Are the above code samples acceptable for a benchmark test or will a new SDK be delivered that will enhance the throughput? Also, are there expected throughput numbers when ADL Store becomes generally available?

Thanks, Marc

2
Since the Azure Data Lake services are still in preview, I don't think that any benchmarks will deliver valid results. That'll change between now and GA anyway. There are also cache mechanisms in place, which will distort your results. As soon as the services are GA, I would be happy if there are benchmarks, like the one you started with.Sascha Dittmann
You also need to consider, that the analytical services will be able to retrieve several blocks simultaneously.Sascha Dittmann
@SaschaDittmann i don't disagree with your premise but i still find OP's question to be valid. OP's question is whether the linked code is worthy to be used in a benchmarking context. Creating a fair benchmark execution path is always non-trivial and warrants raising concerns on whether the code provides an accurate view or misleading view of performance.Chris Marisic
To Sasha and Chris, thanks for the input. Saveen Reddy (MS Azure Data Lake Evangelist) commented that Azure Data Lake Store will be GA'ed Summer-ish 2016. Regards, Marcuser1154422
I totally agree, that this is a valid question - that's why I gave it a +1 - and I've got already some ideas how to setup a benchmark test. As soon as I'm done with my solution, I'm going to post it here.Sascha Dittmann

2 Answers

2
votes

The code provided in the documentation can be used to build benchmark tests. The SDK will go through a few releases and updates prior to Azure Data Lake being generally available. These will include performance improvements in addition to features.

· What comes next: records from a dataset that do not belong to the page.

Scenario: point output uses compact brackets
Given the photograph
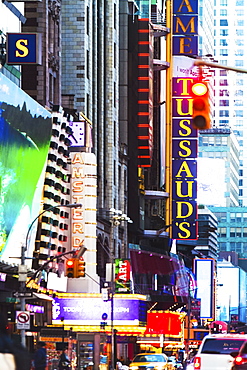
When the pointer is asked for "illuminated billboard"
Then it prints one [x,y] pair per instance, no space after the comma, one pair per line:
[86,310]
[211,182]
[231,293]
[25,133]
[204,272]
[184,162]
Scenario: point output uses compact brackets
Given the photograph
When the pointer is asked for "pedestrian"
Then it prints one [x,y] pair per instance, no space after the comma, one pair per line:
[13,356]
[64,362]
[40,358]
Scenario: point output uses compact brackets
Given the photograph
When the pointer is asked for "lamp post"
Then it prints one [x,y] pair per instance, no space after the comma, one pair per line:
[116,217]
[22,267]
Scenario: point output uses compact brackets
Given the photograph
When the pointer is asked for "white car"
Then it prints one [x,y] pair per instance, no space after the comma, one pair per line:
[214,351]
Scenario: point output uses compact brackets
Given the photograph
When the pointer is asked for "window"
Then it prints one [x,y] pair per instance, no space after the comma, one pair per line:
[222,232]
[239,82]
[240,22]
[239,93]
[222,71]
[240,32]
[239,113]
[239,42]
[224,122]
[224,52]
[239,63]
[224,22]
[238,103]
[224,92]
[224,103]
[238,232]
[223,82]
[224,32]
[239,52]
[223,42]
[222,246]
[240,13]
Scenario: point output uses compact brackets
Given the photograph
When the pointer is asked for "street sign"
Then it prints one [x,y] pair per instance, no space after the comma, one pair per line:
[23,294]
[22,320]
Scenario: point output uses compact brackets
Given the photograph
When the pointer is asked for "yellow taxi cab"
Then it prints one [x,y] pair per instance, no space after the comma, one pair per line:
[149,361]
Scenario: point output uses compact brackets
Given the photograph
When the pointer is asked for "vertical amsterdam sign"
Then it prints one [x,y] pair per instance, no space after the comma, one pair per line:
[184,163]
[185,27]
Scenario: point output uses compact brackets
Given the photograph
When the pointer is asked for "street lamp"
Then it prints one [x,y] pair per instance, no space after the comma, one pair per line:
[116,217]
[23,268]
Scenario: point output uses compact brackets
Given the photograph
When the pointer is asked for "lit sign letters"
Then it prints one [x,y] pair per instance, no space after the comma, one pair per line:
[185,27]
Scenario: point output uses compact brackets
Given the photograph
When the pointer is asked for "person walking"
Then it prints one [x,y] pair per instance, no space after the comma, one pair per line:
[40,358]
[64,362]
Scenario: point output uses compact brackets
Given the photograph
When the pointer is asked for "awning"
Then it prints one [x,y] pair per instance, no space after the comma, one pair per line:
[145,262]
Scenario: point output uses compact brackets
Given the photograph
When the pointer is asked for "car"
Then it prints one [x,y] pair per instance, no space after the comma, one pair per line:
[215,351]
[240,358]
[149,361]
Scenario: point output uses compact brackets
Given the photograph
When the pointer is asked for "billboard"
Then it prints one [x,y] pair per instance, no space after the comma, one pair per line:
[211,182]
[231,296]
[185,27]
[184,162]
[204,272]
[86,310]
[25,133]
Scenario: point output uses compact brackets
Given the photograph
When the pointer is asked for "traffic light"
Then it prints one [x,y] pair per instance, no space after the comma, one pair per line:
[71,267]
[80,268]
[201,105]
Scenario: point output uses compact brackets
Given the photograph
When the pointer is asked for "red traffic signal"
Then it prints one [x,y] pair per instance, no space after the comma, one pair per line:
[201,105]
[71,268]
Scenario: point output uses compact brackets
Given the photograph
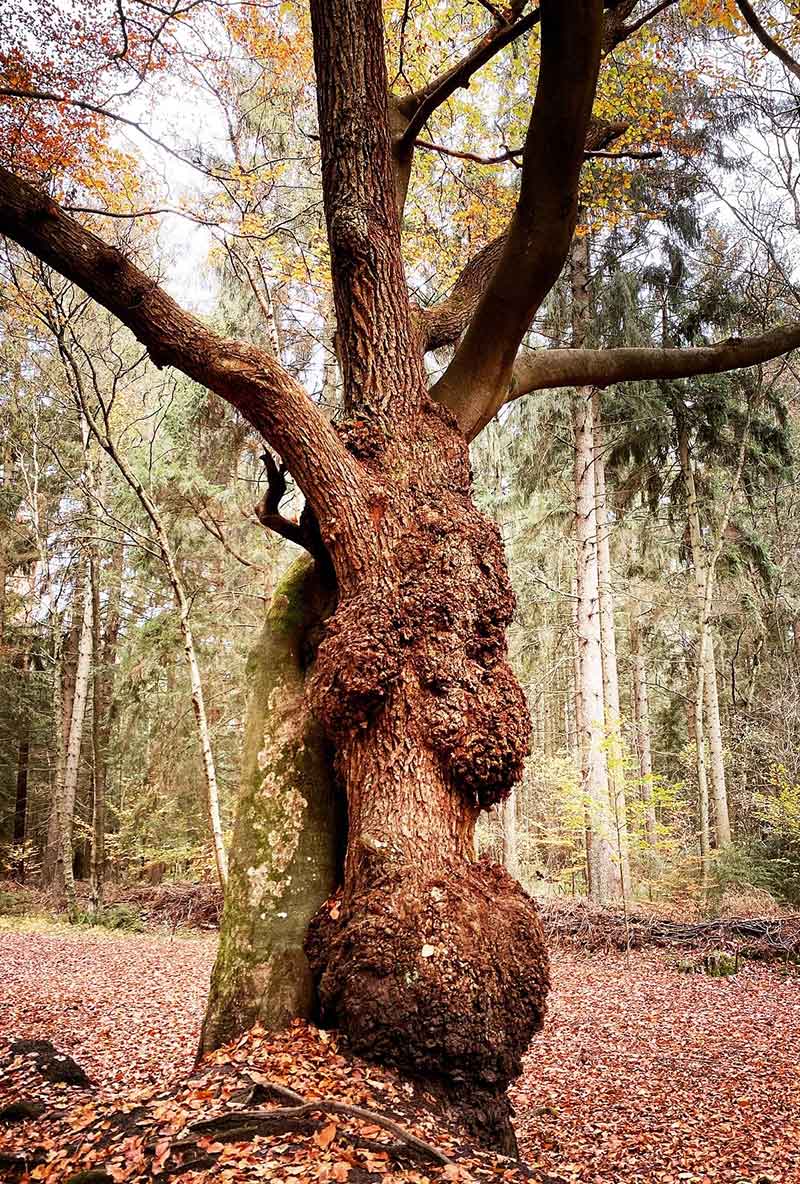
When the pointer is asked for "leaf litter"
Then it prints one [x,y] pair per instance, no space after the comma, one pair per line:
[643,1075]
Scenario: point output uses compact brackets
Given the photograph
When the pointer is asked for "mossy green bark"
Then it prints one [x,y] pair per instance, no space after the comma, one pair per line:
[283,858]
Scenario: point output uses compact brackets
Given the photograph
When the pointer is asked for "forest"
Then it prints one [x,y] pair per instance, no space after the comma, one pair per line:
[399,591]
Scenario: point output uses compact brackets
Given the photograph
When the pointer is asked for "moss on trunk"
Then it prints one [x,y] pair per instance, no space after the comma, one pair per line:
[286,837]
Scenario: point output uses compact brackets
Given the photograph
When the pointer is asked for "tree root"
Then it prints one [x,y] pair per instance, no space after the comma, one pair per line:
[247,1124]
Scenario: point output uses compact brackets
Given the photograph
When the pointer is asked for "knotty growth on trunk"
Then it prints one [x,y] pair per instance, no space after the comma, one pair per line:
[285,848]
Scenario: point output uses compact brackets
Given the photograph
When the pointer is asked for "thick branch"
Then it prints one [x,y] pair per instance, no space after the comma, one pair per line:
[766,38]
[542,226]
[549,368]
[444,322]
[423,103]
[245,377]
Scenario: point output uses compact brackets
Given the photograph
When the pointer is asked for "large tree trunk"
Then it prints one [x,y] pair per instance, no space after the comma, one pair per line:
[707,681]
[430,960]
[288,838]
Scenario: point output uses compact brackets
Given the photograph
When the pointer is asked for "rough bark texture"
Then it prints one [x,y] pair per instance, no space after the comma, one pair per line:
[642,728]
[284,853]
[430,960]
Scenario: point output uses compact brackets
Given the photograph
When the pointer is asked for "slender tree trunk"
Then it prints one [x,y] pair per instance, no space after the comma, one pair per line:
[610,669]
[642,728]
[288,837]
[68,650]
[103,714]
[184,612]
[707,684]
[69,757]
[510,832]
[20,797]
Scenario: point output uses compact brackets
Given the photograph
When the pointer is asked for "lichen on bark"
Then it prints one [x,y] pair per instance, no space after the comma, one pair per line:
[285,843]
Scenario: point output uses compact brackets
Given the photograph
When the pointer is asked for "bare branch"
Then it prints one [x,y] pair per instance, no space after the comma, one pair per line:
[549,368]
[766,38]
[541,230]
[509,154]
[244,375]
[423,103]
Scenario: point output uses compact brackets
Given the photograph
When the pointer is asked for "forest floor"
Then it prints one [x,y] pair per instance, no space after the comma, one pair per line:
[642,1074]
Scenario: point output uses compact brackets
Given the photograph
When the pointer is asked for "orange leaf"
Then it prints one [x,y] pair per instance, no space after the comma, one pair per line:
[326,1137]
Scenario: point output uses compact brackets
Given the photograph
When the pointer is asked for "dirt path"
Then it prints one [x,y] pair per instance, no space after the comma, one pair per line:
[127,1008]
[642,1076]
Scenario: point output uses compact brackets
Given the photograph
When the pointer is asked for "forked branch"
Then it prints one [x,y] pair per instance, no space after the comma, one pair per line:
[247,378]
[550,368]
[541,230]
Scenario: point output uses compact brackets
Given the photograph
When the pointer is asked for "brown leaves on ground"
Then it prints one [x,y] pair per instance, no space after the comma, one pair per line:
[647,1076]
[642,1076]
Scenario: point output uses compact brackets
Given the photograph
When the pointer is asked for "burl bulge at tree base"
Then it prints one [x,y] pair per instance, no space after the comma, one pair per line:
[430,962]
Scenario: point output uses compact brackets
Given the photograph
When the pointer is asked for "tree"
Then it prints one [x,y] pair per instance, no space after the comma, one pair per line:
[428,959]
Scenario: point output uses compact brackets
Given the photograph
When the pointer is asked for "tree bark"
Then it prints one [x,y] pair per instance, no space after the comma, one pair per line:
[288,840]
[707,683]
[610,669]
[184,611]
[605,880]
[69,755]
[68,660]
[103,712]
[510,831]
[642,728]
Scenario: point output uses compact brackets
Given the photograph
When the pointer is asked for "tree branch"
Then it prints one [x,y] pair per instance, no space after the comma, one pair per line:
[541,230]
[247,378]
[550,368]
[766,38]
[419,107]
[444,322]
[380,367]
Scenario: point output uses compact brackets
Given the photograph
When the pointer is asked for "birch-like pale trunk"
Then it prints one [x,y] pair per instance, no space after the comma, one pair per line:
[184,613]
[642,727]
[510,834]
[68,769]
[610,664]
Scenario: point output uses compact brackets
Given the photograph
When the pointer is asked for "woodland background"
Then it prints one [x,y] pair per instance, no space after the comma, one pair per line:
[652,533]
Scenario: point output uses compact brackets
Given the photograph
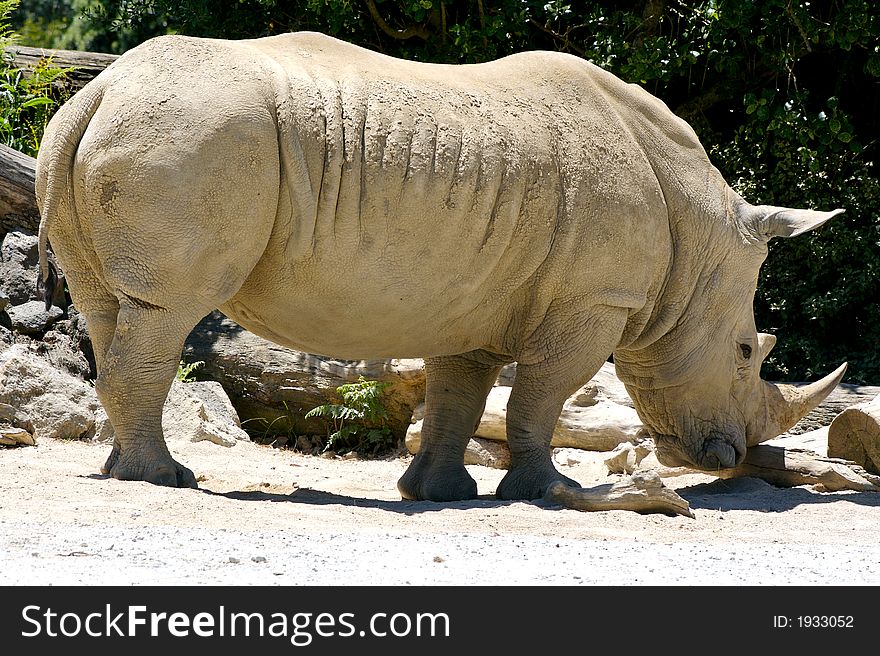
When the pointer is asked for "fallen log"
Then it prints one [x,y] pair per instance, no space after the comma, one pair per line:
[787,467]
[84,65]
[18,205]
[642,492]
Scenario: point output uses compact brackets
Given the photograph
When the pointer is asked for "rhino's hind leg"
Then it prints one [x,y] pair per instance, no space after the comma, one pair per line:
[132,384]
[455,396]
[541,388]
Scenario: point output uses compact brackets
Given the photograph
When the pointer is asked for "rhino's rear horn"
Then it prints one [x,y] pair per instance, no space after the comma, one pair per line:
[788,404]
[766,342]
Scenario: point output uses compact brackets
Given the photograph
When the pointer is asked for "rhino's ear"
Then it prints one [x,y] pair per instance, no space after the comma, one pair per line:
[784,222]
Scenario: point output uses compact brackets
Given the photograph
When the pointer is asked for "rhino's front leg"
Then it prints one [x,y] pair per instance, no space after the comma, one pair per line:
[575,350]
[133,381]
[455,396]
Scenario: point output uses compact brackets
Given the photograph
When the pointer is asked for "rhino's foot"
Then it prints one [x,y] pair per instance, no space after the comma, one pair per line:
[448,483]
[528,483]
[159,470]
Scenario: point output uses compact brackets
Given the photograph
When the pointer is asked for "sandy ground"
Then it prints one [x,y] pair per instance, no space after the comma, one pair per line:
[265,516]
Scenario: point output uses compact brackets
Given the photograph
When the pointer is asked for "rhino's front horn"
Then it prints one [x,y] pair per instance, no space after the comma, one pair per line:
[788,404]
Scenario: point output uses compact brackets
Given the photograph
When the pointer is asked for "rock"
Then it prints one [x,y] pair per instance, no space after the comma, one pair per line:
[854,435]
[625,458]
[193,412]
[272,387]
[814,440]
[74,327]
[32,318]
[19,261]
[56,403]
[592,418]
[13,436]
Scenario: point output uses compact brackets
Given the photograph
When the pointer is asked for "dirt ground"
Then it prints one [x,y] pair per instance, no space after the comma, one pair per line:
[265,516]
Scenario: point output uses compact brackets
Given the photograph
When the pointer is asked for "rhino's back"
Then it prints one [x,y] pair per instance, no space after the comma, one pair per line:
[424,198]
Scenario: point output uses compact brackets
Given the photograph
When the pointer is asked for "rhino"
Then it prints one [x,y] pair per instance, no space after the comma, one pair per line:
[534,209]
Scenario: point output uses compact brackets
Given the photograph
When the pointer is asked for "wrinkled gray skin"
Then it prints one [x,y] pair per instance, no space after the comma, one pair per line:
[535,209]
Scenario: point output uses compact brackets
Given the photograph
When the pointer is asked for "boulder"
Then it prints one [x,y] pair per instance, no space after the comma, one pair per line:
[193,412]
[272,387]
[32,318]
[54,402]
[854,435]
[19,262]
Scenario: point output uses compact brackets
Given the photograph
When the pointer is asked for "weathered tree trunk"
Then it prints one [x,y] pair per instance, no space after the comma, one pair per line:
[86,65]
[18,205]
[792,467]
[272,387]
[642,492]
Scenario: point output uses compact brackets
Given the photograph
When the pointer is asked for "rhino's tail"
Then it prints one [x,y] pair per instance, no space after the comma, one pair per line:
[54,164]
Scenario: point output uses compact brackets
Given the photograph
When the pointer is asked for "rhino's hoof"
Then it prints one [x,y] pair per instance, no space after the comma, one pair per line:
[719,454]
[524,484]
[439,484]
[168,474]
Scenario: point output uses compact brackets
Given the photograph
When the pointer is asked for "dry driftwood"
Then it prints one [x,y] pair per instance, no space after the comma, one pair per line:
[787,467]
[642,492]
[85,65]
[18,205]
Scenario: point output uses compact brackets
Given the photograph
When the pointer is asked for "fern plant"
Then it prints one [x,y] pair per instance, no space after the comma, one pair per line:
[27,101]
[184,371]
[359,422]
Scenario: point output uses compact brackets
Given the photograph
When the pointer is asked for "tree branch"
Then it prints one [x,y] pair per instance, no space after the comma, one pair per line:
[408,33]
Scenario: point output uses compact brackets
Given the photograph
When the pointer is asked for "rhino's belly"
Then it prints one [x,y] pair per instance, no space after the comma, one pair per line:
[360,318]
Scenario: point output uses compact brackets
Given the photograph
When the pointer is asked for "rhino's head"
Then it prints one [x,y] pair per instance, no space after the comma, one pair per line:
[696,382]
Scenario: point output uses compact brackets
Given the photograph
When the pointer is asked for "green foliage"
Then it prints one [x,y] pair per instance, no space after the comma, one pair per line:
[27,102]
[358,423]
[184,371]
[784,95]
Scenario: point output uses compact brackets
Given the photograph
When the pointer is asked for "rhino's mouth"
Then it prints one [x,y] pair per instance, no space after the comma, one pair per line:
[713,453]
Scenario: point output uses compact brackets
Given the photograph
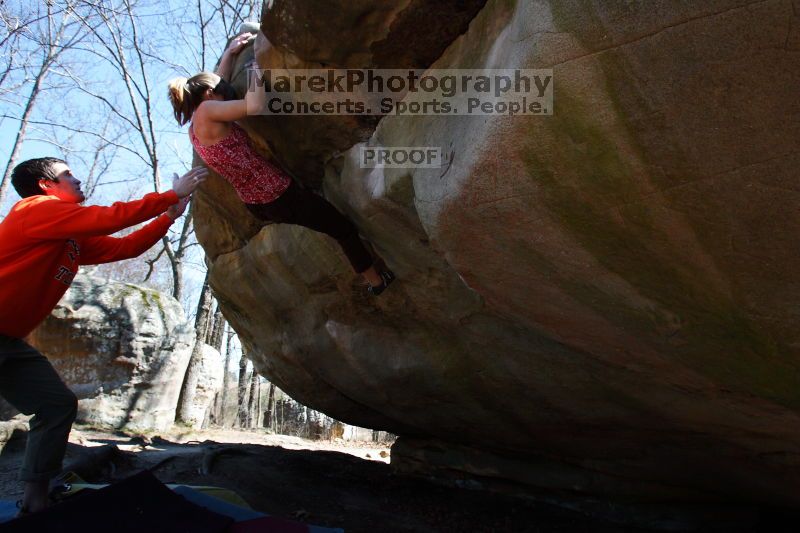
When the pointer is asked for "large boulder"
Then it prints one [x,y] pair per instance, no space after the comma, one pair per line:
[602,301]
[122,349]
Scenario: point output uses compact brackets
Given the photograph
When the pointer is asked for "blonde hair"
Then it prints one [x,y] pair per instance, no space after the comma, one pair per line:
[186,94]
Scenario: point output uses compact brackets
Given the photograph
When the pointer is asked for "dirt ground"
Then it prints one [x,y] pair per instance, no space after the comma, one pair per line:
[335,484]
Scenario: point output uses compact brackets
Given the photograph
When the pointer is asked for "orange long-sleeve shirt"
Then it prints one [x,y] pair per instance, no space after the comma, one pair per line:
[44,240]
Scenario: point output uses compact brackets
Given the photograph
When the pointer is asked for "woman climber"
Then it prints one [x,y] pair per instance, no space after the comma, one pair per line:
[210,103]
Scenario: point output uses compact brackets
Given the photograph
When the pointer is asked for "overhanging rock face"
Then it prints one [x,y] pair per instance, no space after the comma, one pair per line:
[607,295]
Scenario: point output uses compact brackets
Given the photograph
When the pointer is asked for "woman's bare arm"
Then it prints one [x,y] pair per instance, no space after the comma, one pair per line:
[219,111]
[229,56]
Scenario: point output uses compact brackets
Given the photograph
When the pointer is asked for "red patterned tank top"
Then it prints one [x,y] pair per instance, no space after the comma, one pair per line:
[256,180]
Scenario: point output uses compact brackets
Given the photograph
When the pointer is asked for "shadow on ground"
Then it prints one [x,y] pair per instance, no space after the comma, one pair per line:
[324,488]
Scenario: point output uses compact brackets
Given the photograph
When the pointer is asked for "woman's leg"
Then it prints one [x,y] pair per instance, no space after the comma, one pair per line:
[304,208]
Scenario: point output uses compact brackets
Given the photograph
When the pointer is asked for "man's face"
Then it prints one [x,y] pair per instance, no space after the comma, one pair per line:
[68,187]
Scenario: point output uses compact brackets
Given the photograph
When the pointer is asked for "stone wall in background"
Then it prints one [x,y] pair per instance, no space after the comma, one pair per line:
[122,349]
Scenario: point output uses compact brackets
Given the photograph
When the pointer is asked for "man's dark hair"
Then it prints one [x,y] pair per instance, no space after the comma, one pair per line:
[25,176]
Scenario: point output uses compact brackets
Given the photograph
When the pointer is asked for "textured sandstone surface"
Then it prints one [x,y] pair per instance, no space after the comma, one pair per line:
[607,295]
[123,350]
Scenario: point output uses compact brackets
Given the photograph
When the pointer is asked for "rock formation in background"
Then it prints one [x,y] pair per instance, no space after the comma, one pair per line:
[123,350]
[600,302]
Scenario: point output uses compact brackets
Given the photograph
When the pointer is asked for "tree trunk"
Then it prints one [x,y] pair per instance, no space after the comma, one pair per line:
[242,385]
[190,379]
[217,332]
[270,406]
[226,377]
[251,399]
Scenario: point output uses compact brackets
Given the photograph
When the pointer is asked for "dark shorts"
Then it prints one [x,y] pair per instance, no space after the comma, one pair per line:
[302,207]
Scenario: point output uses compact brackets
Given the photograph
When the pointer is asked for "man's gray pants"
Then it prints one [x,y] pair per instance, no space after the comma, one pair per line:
[30,383]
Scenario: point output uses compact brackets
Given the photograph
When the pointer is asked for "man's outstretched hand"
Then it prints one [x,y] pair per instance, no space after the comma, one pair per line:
[186,184]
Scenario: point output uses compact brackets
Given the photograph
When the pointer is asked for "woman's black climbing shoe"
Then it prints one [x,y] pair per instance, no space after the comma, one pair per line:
[387,276]
[21,510]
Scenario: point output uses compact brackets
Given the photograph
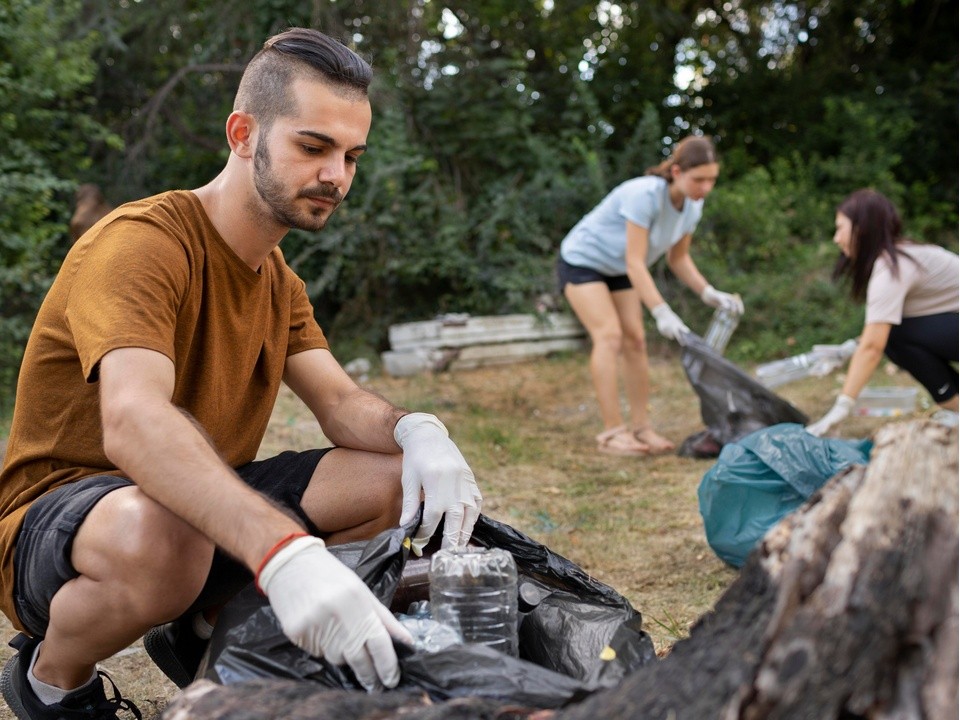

On the topic of performance benchmarks, our general guidance is as follows. The Azure Data Lake services are currently in preview. We are continually working to improve the services including performance through this preview phase. As we get closer to general availability, we will consider releasing additional guidance on the type of performance results to expect. Performance results depend heavily on many factors such as test topology, configuration and workload. Therefore it is difficult to comment your observations without examining all of these. If you can reach us offline with the details, we will be happy to take a look.

Amit Kulkarni (Program Manager - Azure Data Lake)

0
votes

I started to write an Azure Data Lake Storage Throughput Analyzer and put the first code bits on GitHub.

You should run that tool on an Azure VM to not measure you internet connection.

Please feel free to add you thoughts and code contributions to my GitHub repo as well.

I hope this helps.